BY: Neighbors’ Consejo|
The kitchen and the act of cooking is a space where we can meet to share with our loved ones, because around delicious dishes, we tell our stories to each other, anecdotes, dreams and plans. So, why is it important to carry out this activity for these Holidays?
The Wall Street  Journal reports, “Therapists are now recommending cooking classes as a way to treat depression and anxiety, as well as eating disorders, ADHD  and addiction”. “Psychologist believe that cooking and baking are therapeutic because they fit a type of therapy known as “behavioral activation  ”. Additionally, in the study “Chef’s kiss: Research shows healthy home cooking equals a healthy mind  ”, it is mentioned that baking classes boosted confidence and increased concentration.
Moreover, in the article “everyday creative activity as a path to flourishing  ”, it’s suggested that “people who frequently take on small, creative projects like baking or cooking report feeling more relaxed and happier in their everyday lives.
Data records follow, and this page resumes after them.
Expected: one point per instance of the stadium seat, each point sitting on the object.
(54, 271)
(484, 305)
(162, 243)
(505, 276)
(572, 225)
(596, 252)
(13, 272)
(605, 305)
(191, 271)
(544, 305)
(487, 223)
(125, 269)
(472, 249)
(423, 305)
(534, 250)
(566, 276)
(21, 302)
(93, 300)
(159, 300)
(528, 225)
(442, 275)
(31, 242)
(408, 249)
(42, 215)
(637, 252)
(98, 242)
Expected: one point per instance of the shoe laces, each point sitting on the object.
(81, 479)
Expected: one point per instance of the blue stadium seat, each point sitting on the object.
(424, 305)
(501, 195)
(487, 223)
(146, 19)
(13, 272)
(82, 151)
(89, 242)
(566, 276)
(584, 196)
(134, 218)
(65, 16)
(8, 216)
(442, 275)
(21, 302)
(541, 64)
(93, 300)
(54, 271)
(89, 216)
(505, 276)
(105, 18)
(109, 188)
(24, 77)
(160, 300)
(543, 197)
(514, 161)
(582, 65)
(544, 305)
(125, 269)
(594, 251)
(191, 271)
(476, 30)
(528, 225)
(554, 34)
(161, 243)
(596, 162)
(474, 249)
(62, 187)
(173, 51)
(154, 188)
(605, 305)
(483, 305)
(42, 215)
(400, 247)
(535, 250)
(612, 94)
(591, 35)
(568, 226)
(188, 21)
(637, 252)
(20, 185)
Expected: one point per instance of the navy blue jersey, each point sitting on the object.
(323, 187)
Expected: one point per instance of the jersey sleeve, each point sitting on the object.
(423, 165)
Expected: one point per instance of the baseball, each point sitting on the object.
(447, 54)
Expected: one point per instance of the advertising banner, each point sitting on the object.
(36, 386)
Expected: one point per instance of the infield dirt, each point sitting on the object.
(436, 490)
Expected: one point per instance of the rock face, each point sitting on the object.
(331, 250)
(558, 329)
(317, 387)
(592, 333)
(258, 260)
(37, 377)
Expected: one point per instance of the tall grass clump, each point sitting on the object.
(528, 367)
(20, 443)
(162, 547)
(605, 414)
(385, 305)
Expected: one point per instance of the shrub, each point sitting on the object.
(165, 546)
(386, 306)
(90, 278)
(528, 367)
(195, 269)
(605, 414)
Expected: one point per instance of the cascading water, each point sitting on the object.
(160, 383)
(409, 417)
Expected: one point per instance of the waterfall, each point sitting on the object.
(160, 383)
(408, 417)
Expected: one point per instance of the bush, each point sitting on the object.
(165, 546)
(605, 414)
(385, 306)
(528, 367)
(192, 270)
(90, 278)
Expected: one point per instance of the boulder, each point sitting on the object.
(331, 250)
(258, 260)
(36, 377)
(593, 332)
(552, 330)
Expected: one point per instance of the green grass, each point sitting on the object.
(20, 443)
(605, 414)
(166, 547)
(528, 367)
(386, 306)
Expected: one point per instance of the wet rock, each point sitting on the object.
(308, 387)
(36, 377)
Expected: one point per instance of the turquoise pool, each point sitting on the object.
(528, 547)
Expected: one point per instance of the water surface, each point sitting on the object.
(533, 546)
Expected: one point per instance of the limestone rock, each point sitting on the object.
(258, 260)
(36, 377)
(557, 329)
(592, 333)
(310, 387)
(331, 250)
The research followed 658 people for about two weeks and found that small, everyday projects in the kitchen made the group feel more enthusiastic about their pursuits the next day”.
“Cooking at home, or other places is good for your mental health because cooking is an act of patience, mindfulness, an outlet for creative expression, a means of communication, and helps to raise one’s self esteem as the cook can feel good about doing something positive for their family, themselves or loved ones.” –Julie Ohana, LMSW and founder of Culinary Art Therapy in West Bloomfield, Michigan  .
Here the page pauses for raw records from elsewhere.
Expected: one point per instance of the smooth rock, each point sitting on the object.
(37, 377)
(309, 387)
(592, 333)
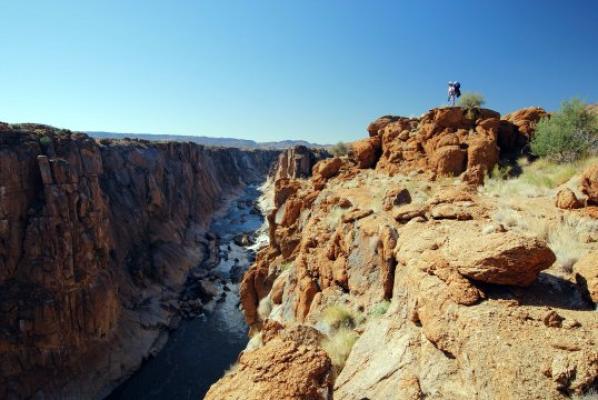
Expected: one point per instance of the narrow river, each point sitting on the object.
(203, 348)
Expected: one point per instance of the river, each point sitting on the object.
(201, 349)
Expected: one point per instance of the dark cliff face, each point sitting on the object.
(87, 229)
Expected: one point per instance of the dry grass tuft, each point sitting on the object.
(563, 236)
(538, 178)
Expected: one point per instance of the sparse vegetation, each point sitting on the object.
(471, 100)
(563, 236)
(380, 308)
(536, 178)
(338, 346)
(568, 134)
(339, 149)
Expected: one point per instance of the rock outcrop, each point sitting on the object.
(447, 141)
(289, 366)
(589, 184)
(298, 161)
(586, 271)
(96, 239)
(421, 291)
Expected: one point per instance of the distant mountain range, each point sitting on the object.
(206, 141)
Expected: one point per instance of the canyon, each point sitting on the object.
(96, 242)
(409, 269)
(405, 269)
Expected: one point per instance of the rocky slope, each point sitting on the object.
(393, 274)
(96, 240)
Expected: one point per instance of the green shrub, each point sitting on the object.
(471, 100)
(568, 134)
(339, 149)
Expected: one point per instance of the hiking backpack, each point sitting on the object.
(457, 86)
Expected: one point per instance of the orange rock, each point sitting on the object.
(589, 184)
(526, 119)
(449, 160)
(366, 152)
(284, 368)
(283, 189)
(380, 123)
(355, 215)
(501, 258)
(396, 197)
(586, 274)
(328, 168)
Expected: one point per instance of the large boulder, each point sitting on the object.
(288, 367)
(500, 258)
(380, 123)
(586, 274)
(326, 169)
(449, 160)
(589, 184)
(366, 152)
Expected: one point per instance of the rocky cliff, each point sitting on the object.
(394, 274)
(96, 239)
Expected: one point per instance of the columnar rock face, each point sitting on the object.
(87, 231)
(297, 162)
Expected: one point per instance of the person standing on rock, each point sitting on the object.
(454, 92)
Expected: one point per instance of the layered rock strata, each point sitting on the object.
(96, 239)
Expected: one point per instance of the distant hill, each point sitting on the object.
(207, 141)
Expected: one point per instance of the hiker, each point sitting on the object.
(454, 92)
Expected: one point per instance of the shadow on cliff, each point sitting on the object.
(548, 290)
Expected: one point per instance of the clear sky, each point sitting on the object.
(318, 70)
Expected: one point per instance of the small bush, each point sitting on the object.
(471, 100)
(380, 308)
(568, 135)
(339, 149)
(339, 316)
(338, 346)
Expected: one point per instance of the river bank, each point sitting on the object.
(208, 341)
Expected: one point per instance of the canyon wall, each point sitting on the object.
(96, 239)
(394, 273)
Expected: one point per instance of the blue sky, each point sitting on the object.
(281, 69)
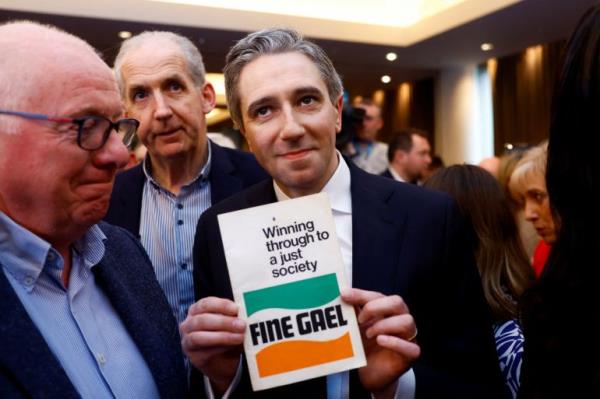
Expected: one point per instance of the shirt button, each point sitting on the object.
(101, 358)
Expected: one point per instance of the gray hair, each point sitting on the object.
(19, 79)
(274, 41)
(190, 52)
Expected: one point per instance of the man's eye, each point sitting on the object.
(263, 111)
(175, 86)
(138, 95)
(307, 100)
(540, 197)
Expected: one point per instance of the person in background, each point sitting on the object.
(364, 150)
(161, 77)
(502, 262)
(508, 161)
(437, 163)
(81, 313)
(561, 312)
(491, 164)
(409, 155)
(527, 186)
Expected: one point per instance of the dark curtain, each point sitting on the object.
(522, 95)
(416, 111)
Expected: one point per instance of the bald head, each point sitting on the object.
(31, 54)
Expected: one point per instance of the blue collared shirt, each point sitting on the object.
(167, 229)
(78, 322)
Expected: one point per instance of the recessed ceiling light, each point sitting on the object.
(487, 46)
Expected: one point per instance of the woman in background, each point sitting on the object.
(561, 314)
(502, 262)
(527, 186)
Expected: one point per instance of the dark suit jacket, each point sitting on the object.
(406, 241)
(387, 174)
(29, 369)
(230, 171)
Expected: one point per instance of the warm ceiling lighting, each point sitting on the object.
(487, 46)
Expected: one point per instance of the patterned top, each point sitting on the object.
(509, 345)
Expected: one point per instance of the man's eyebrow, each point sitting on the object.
(91, 110)
(261, 102)
(308, 90)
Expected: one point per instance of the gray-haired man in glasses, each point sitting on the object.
(81, 313)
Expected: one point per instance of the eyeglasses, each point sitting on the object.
(92, 131)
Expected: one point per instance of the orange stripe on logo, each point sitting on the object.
(294, 355)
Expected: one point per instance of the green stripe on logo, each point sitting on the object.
(303, 294)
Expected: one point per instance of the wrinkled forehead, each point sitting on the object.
(524, 179)
(150, 58)
(41, 73)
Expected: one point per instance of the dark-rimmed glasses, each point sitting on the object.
(92, 131)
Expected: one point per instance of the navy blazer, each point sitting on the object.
(407, 241)
(230, 171)
(28, 368)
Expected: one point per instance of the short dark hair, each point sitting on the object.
(402, 141)
(274, 41)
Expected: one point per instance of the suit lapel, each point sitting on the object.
(148, 332)
(130, 199)
(25, 352)
(376, 233)
(223, 182)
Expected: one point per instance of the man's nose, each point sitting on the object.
(292, 128)
(162, 107)
(113, 152)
The blog Livekindly  tell us “7 ways cooking can boost your mental health”:
- Feelings of Accomplishment. When you cook for yourself or other people, you are setting an achievable goal for yourself.
- Exercise your creativity. People who engage in creative pursuits –writing, doodling, singing, and cooking- appear to lead happier lives.
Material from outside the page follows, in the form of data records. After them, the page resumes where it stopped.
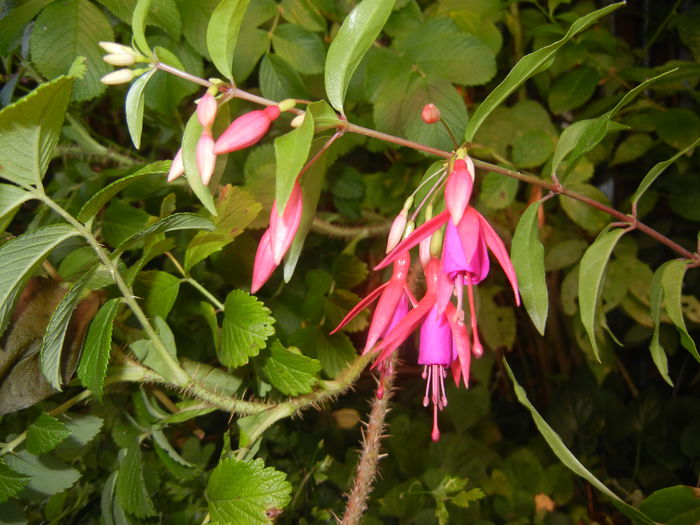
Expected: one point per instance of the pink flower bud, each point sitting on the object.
(206, 110)
(246, 130)
(430, 114)
(206, 159)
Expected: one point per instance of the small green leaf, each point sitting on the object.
(30, 128)
(289, 372)
(568, 459)
(527, 67)
(19, 257)
(247, 325)
(98, 344)
(244, 492)
(45, 434)
(291, 152)
(134, 106)
(131, 487)
(359, 30)
(222, 33)
(527, 254)
(591, 276)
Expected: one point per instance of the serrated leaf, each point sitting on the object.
(30, 128)
(133, 106)
(244, 492)
(357, 33)
(51, 350)
(527, 254)
(19, 257)
(131, 487)
(291, 152)
(527, 67)
(290, 373)
(591, 276)
(247, 325)
(222, 33)
(65, 31)
(98, 344)
(568, 459)
(11, 482)
(45, 434)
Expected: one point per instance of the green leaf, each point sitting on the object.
(568, 459)
(222, 33)
(193, 130)
(527, 254)
(247, 325)
(133, 106)
(244, 492)
(45, 434)
(672, 283)
(131, 487)
(177, 221)
(657, 170)
(19, 257)
(301, 48)
(591, 276)
(291, 152)
(527, 67)
(51, 350)
(289, 372)
(30, 128)
(11, 482)
(102, 197)
(65, 31)
(359, 30)
(98, 344)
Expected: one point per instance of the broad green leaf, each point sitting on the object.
(291, 153)
(65, 31)
(45, 434)
(102, 197)
(289, 372)
(359, 30)
(19, 257)
(11, 482)
(527, 254)
(51, 350)
(30, 128)
(568, 459)
(131, 486)
(193, 130)
(672, 283)
(591, 277)
(92, 368)
(247, 325)
(222, 33)
(527, 67)
(657, 170)
(236, 210)
(133, 106)
(244, 492)
(177, 221)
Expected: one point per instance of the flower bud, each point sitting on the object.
(120, 76)
(430, 114)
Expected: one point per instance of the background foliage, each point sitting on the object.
(143, 446)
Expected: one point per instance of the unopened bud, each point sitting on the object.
(120, 76)
(430, 114)
(119, 59)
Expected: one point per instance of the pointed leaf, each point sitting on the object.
(527, 254)
(359, 30)
(591, 277)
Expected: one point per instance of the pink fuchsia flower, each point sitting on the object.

- Patience. Cooking at home requires patience across multiple steps.
- Connect with others. If you are cooking with family or friends, deciding who is taking on which task can be a lot of fun and a practice in delegating tasks.
- Improve your relationship with food. For example, children whose parents invite them to cook with them think positively about healthy food.
- Get healthier. People who cook at home tend to eat healthier than those who go out to eat weekly.
- Get organized. Once you have nailed the basics, cooking at home for the majority of the week can help improve your organization and mindfulness.
In conclusion, go and cook turkey, cookies, and desserts  with those you love and then you will see how the best recipe for your mental wellbeing is to share with others.